Have you been procrastinating the planting of those spring bulbs you bought in September and now find yourself in the middle of October? If so, it is still not too late to plant these bulbs if you live in the Bluegrass. As long as the soil is not frozen and can still be worked with a spade, you still have time to get the bulbs in the ground for a beautiful spring display in 2011.
Here are some simple steps to make bulb planting easy:
•Spring-flowering bulbs do best in full sun, but will also thrive in partial shade. Good drainage is essential for bulbs, so it is best avoid soggy areas or low-lying areas of your garden.

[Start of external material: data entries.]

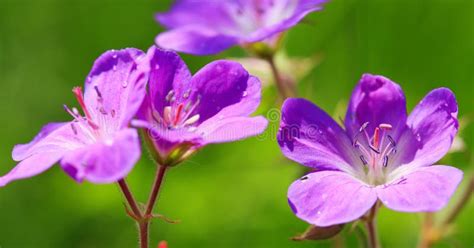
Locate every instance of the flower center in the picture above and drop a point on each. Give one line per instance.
(179, 112)
(375, 152)
(86, 123)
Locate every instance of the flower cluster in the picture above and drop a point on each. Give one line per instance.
(179, 113)
(381, 155)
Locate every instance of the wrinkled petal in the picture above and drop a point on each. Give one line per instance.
(311, 137)
(231, 129)
(31, 166)
(330, 197)
(376, 99)
(120, 82)
(167, 72)
(164, 140)
(424, 189)
(247, 105)
(218, 85)
(104, 162)
(38, 144)
(55, 138)
(195, 40)
(52, 142)
(433, 124)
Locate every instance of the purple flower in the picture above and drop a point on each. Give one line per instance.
(99, 146)
(182, 113)
(210, 26)
(382, 153)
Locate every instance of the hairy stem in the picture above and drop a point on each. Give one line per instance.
(129, 197)
(155, 190)
(372, 238)
(284, 88)
(143, 219)
(144, 224)
(143, 228)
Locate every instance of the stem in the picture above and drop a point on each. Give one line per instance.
(144, 224)
(284, 89)
(426, 232)
(460, 205)
(143, 228)
(371, 229)
(129, 197)
(155, 190)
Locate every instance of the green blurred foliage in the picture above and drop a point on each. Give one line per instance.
(230, 195)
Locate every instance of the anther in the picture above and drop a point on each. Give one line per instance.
(178, 114)
(363, 127)
(92, 124)
(376, 141)
(96, 88)
(169, 96)
(364, 161)
(385, 161)
(374, 149)
(392, 142)
(192, 120)
(304, 178)
(78, 92)
(102, 111)
(73, 127)
(385, 126)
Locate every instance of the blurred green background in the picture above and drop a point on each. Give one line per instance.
(230, 195)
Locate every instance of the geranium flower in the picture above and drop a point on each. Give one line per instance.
(99, 146)
(182, 113)
(204, 27)
(381, 155)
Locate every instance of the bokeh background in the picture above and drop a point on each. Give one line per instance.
(230, 195)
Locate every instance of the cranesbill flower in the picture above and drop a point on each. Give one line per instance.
(99, 146)
(382, 154)
(208, 26)
(182, 113)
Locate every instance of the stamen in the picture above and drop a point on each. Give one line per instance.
(376, 141)
(169, 96)
(73, 127)
(363, 127)
(364, 161)
(167, 114)
(385, 161)
(178, 114)
(192, 120)
(92, 124)
(102, 111)
(78, 92)
(75, 111)
(374, 149)
(99, 95)
(385, 126)
(392, 142)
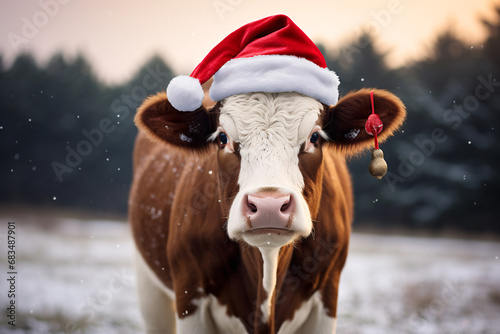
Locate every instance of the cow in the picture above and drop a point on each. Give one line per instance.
(241, 212)
(242, 226)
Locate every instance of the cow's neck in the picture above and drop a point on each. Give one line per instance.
(264, 271)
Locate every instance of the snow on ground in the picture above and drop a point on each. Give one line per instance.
(77, 277)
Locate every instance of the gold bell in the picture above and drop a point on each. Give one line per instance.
(378, 166)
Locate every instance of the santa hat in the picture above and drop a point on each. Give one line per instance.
(269, 55)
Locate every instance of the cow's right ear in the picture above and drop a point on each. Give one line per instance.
(161, 122)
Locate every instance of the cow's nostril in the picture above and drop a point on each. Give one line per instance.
(284, 207)
(252, 207)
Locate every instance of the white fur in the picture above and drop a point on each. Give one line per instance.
(311, 317)
(155, 299)
(157, 304)
(270, 259)
(270, 129)
(210, 318)
(275, 74)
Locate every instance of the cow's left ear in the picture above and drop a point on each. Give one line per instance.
(161, 122)
(344, 123)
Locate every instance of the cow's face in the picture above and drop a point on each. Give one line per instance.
(269, 150)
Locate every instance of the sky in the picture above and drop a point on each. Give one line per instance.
(118, 36)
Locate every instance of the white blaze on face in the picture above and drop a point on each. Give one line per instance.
(270, 129)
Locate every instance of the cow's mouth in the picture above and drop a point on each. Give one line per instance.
(269, 231)
(269, 236)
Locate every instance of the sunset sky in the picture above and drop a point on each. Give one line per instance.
(117, 36)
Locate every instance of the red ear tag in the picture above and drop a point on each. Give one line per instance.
(374, 124)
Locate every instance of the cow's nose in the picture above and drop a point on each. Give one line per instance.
(269, 210)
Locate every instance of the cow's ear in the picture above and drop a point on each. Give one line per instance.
(344, 123)
(161, 122)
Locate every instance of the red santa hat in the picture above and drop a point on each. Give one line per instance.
(269, 55)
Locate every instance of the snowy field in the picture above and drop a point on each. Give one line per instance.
(77, 276)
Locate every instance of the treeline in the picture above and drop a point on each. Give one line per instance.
(67, 138)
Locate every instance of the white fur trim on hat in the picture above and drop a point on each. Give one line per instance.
(275, 74)
(185, 93)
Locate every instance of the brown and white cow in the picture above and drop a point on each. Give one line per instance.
(241, 214)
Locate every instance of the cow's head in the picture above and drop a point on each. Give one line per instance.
(270, 151)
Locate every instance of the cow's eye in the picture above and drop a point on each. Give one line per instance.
(222, 138)
(314, 137)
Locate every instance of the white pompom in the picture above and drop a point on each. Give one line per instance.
(185, 93)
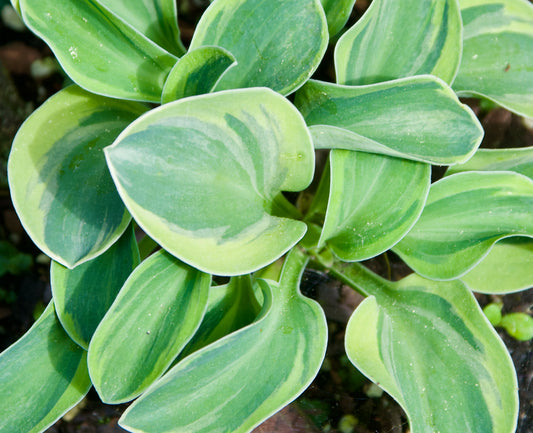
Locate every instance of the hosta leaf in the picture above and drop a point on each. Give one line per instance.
(203, 176)
(374, 200)
(430, 347)
(98, 50)
(245, 377)
(42, 376)
(154, 315)
(196, 73)
(83, 295)
(337, 14)
(464, 216)
(418, 118)
(156, 19)
(498, 37)
(59, 181)
(506, 269)
(385, 44)
(277, 44)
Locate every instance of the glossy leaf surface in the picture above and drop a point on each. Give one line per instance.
(277, 44)
(83, 295)
(59, 181)
(245, 377)
(196, 73)
(155, 314)
(429, 345)
(98, 50)
(209, 189)
(417, 118)
(498, 34)
(464, 216)
(42, 376)
(373, 201)
(400, 39)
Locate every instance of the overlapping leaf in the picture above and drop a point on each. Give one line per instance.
(98, 50)
(155, 314)
(59, 181)
(430, 347)
(418, 118)
(373, 201)
(277, 44)
(42, 376)
(245, 377)
(203, 176)
(400, 39)
(83, 295)
(498, 35)
(464, 216)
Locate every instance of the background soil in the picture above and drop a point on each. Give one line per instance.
(340, 399)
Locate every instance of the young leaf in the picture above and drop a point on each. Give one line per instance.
(245, 377)
(464, 216)
(156, 19)
(83, 295)
(59, 181)
(386, 44)
(42, 376)
(154, 315)
(418, 118)
(98, 50)
(373, 201)
(498, 34)
(209, 190)
(197, 73)
(429, 345)
(277, 44)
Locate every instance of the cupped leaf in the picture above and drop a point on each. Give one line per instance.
(506, 269)
(154, 315)
(98, 50)
(464, 216)
(83, 295)
(156, 19)
(245, 377)
(277, 43)
(59, 181)
(400, 39)
(197, 73)
(203, 177)
(496, 64)
(418, 118)
(373, 201)
(429, 345)
(42, 376)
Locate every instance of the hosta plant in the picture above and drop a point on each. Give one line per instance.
(165, 168)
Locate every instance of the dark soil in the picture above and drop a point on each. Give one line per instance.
(340, 395)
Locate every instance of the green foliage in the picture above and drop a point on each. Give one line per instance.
(204, 175)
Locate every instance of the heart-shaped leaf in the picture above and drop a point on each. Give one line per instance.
(386, 44)
(245, 377)
(429, 345)
(465, 214)
(497, 34)
(153, 317)
(373, 201)
(156, 19)
(203, 177)
(59, 181)
(98, 50)
(83, 295)
(277, 44)
(42, 376)
(418, 118)
(197, 73)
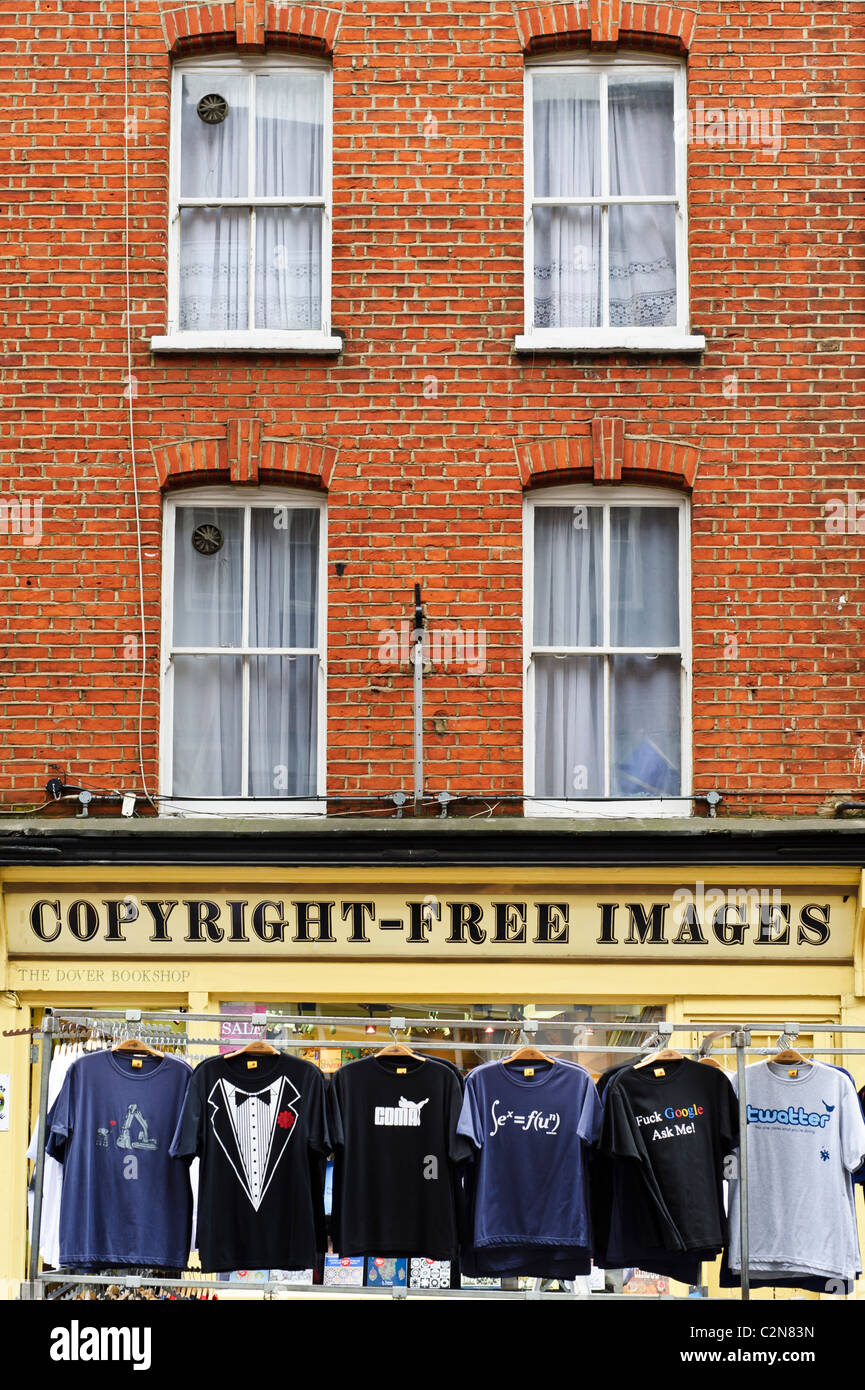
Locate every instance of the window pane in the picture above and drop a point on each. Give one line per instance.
(645, 717)
(284, 577)
(288, 267)
(214, 157)
(644, 576)
(207, 587)
(566, 139)
(289, 134)
(568, 576)
(641, 145)
(207, 713)
(283, 726)
(569, 726)
(214, 268)
(566, 267)
(643, 266)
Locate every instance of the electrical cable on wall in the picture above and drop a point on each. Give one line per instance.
(131, 420)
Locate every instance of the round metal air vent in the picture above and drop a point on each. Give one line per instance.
(213, 109)
(207, 540)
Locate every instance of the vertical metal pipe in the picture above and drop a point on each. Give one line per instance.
(417, 649)
(47, 1029)
(741, 1039)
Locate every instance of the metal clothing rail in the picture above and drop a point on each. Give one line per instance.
(659, 1032)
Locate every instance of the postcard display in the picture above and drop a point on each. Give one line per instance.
(399, 1173)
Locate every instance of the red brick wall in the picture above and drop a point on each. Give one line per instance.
(429, 284)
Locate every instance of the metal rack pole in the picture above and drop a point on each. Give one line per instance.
(47, 1030)
(743, 1039)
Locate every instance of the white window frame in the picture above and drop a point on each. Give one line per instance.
(246, 499)
(607, 496)
(248, 339)
(677, 338)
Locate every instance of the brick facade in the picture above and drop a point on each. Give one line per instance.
(427, 427)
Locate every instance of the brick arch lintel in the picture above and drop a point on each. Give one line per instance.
(242, 453)
(604, 24)
(602, 452)
(251, 25)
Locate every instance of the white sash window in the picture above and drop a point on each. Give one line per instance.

•Dig a hole or trench large enough for several bulbs. Bulbs look their best when they are planted in bunches. For small gardens, try groupings of 6 to 12; in larger gardens, use groups of 12 to 24.
•Bulb size determines how deep to plant. As a rule, plant bulbs 3 times as deep as they are wide. For example, large bulbs such as tulips, daffodils and alliums should be planted about 8 to 12 inches deep; smaller bulbs such as crocus and snowdrops should be planted 4 to 6 inches deep.
•Space large bulbs 3 to 6 inches apart and small ones 1 to 2 inches apart. Make sure to plant the bulbs with the root end down. If you cannot decide which end is the root end (which sometimes happens with smaller bulbs), lay the bulb sideways; this will allow the roots to grow down and the top to grow up.
•Cover bulbs with soil and water generously. After the ground freezes, apply 2 to 3 inches of mulch to the surface; compost, well-rotted manure, shredded bark or chopped up leaves work best. Try to avoid rock mulches because this makes it harder for bulbs to come up in the spring.
•At planting time, you don’t actually need to apply fertilizer, because the bulbs are already fertile after blooming. If the bulbs will stay in place for a number of seasons, enrich the soil in the planting area with good organic compost or well-rotted cow manure worked into the soil when planting.
•Even bulbs which are planted this late in the season should bloom in the spring, albeit the blooms may be minimal.
Once you have daffodils and crocuses blooming, they will hang around for years and begin to spread and naturalize in your garden. I have a friend who plants a daffodil “maze” in back yard with a mulch path for her grandchildren to play in. She leaves the dying leaves of the daffodils, but then it is warm enough to plant sunflower and wildflower seeds, which soon grow up and made a real maze for hiding. It’s pretty cool!